Dr. Fertrin on the Potential of Fostamatinib in Chronic ITP

Kleber Y. Fertrin, MD, PhD
Published: Monday, Jul 29, 2019



Kleber Y. Fertrin, MD, PhD, assistant professor, University of Washington School of Medicine, and hematology oncologist, Seattle Cancer Care Alliance, discusses the potential of fostamatinib (Tavalisse) in the treatment of patients with chronic immune thrombocytopenia (ITP).

Fostamatinib is the first Syk inhibitor that was developed for the treatment of patients with chronic ITP. The agent was approved by the FDA in 2018 for use as a second-line therapy in patients with chronic ITP following an insufficient response to prior therapy. The approval was based on findings from 2 randomized trials and 1 open-label extension study. Notably, the agent has shown a response rate of approximately 30% in patients who are refractory to 2, or potentially 3, prior therapies.

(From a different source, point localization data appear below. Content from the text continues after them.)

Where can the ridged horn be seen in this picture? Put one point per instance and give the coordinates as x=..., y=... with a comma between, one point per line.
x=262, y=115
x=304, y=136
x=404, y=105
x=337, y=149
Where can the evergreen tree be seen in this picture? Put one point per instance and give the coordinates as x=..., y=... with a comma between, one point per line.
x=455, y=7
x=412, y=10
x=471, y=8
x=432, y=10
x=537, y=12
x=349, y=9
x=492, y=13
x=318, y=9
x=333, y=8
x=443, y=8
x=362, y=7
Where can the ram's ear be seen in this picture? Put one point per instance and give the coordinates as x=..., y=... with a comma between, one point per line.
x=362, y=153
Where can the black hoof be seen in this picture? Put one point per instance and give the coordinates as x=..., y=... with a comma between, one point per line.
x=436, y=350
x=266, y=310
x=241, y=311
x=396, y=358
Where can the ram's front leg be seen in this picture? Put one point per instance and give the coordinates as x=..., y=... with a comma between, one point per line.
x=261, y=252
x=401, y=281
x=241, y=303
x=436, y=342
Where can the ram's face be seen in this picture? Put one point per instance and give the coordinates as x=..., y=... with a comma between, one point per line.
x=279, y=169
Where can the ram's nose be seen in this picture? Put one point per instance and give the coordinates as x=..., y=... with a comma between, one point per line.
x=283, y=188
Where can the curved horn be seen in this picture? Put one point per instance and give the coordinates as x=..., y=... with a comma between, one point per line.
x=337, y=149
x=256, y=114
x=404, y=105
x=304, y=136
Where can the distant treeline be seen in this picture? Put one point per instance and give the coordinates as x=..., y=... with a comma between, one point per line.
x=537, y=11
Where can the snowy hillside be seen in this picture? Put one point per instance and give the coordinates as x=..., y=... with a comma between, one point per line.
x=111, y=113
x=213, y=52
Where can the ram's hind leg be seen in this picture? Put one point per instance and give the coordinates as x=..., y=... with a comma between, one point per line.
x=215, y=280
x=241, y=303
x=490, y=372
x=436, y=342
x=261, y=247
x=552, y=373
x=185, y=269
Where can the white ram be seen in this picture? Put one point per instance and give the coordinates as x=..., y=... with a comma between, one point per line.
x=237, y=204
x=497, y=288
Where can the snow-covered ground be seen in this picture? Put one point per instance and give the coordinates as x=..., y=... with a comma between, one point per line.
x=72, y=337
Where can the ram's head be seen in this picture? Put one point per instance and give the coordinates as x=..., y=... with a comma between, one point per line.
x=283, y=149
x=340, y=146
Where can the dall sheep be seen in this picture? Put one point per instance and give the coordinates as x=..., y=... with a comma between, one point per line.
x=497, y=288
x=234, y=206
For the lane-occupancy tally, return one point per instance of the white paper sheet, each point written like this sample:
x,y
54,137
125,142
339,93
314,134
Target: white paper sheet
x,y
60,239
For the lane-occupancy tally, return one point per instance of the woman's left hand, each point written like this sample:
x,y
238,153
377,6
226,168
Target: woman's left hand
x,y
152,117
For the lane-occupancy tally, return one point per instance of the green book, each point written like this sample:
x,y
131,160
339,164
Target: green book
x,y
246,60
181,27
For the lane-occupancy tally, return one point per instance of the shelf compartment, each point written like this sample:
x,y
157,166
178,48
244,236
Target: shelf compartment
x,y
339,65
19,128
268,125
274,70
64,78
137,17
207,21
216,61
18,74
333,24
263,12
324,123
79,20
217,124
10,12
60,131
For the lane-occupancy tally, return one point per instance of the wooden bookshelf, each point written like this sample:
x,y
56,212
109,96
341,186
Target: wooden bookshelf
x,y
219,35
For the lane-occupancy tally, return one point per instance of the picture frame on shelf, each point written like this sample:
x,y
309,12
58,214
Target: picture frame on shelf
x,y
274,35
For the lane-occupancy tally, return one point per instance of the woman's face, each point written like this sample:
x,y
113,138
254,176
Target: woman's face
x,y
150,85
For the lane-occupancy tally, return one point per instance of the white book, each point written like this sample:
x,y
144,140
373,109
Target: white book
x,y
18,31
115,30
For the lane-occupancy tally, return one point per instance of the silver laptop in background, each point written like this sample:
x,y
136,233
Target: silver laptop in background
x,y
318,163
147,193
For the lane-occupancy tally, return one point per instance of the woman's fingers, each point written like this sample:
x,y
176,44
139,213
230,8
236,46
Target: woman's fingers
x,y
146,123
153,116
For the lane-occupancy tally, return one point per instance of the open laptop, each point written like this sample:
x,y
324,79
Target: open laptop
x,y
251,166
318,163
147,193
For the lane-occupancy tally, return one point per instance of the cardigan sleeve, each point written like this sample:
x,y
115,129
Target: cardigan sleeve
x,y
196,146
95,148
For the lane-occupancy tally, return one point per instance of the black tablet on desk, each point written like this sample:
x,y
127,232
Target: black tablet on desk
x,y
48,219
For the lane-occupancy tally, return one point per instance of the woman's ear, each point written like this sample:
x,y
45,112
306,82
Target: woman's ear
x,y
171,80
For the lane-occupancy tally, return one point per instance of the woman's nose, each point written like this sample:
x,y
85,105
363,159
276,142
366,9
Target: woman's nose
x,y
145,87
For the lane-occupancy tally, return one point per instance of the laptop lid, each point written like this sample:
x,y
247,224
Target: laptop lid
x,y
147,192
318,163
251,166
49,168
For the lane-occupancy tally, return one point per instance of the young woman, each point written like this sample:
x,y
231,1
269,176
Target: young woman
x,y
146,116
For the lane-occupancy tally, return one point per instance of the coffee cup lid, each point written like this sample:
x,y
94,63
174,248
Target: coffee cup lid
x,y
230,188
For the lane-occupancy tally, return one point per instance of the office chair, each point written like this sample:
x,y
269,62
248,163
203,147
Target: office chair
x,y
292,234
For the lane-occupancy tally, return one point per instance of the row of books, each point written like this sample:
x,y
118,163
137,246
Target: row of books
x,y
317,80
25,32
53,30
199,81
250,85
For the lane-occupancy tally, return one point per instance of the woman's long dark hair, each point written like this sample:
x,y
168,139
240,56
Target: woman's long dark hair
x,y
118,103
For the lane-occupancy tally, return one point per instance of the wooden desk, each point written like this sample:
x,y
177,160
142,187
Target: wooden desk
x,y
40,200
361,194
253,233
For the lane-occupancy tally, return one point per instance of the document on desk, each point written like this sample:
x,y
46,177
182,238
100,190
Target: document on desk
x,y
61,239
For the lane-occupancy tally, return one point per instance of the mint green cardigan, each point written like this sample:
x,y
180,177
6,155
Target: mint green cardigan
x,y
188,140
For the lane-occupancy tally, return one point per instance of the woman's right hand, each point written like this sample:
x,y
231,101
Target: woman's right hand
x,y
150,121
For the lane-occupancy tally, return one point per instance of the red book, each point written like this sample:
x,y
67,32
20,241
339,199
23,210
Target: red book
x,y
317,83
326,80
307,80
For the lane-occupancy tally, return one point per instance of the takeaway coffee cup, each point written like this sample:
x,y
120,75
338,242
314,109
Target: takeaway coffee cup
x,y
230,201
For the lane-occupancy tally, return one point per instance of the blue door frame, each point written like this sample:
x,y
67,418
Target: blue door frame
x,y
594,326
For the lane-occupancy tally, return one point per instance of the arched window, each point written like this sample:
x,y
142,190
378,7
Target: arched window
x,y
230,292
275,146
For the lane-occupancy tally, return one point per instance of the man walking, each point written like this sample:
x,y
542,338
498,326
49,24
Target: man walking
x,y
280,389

However, many questions remain with the agent, explains Fertrin, such as whether or not the agent can be combined with other therapies. Additionally, although the agent has shown activity in a heavily pretreated population, it is unclear whether it will possess the same activity in earlier lines of treatment, says Fertrin. Many clinical trials with fostamatinib in heavily pretreated and treatment-naïve patients with chronic ITP are anticipated.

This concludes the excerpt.